Sorry, I dashed that post off quickly so my meaning got jumbled. I didn't mean to imply that it was "bunk" that he couldn't be bought. I meant it was bunk in the sense that his wealth is an unalloyed good. As billionaires go, Bloomberg is among the most benevolent, certainly among the subset that has entered politics. He has spent lots of money doing a lot of good in the world. And overall, I'm a fan of his. But his wealth raises two big concerns for me:fantasycurse42 said:Well Bloomberg was a mayor of a not so small place for a long time... Please provide instances when he was bought to back up your statement.
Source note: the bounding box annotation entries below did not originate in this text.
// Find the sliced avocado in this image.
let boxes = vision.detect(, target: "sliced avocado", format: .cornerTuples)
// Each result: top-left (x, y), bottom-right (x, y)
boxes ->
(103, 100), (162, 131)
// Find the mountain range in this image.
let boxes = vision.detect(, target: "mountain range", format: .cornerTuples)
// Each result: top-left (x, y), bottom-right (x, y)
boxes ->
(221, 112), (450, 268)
First, I just think it's generally a bad idea for anyone to amass too much power as a result of their net worth. I felt the same way when Dan Gilbert went around buying up lots of properties in Detroit (where I have a lot of family). He did a lot of good, but how scary is it to know that the fate of one of our great cities rests on the whims of a billionaire? What if, after doing all that, Gilbert had asked the city for some special tax break, or suggested to the DA that he go easy on him in a corruption investigation? (For the record, I'm speaking purely hypothetically. I have no evidence that Gilbert did any of those things.)
Second, in Bloomberg's case, while he hasn't done anything truly horrible, there have been a couple of flashes that offered a hint of how dangerous that power could be. This thread has a full rundown, but speaking from personal experience, the one that sticks out in my mind was his campaign to overturn term limits. Now, I'm not the biggest fan of term limits in principle, but the voters of NYC had supported them in two consecutive referenda. Bloomberg spread a ton of money around and convinced the city council to overturn the will of the voters. Then, once he had been re-elected to his third term, he closed the barn door behind him and re-instituted limits (via referendum!)
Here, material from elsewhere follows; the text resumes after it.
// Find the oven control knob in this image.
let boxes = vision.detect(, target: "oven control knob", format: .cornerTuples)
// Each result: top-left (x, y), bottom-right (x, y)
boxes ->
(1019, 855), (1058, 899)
Could he have gotten it passed without all that money? Maybe, although it's worth pointing out that, even at the height of his popularity, Rudy never managed to get that done. Did that one-time change of term-limit rules represent a fatal undermining of democracy? Hardly, but it raised the prospect that, if Bloomberg were a little less benevolent, or if an issue was really important to him, he could probably push it through to pursue his own selfish ends at the expense of the city's.
The point I was trying to make was that having politicians go hat in hand to wealthy people to fund their campaigns is dangerous. Handing too much power over to billionaires who got elected in their own right is also dangerous, but in a slightly different way. Neither solves the other, and neither will be solved unless we somehow figure out a way to remove big money from politics.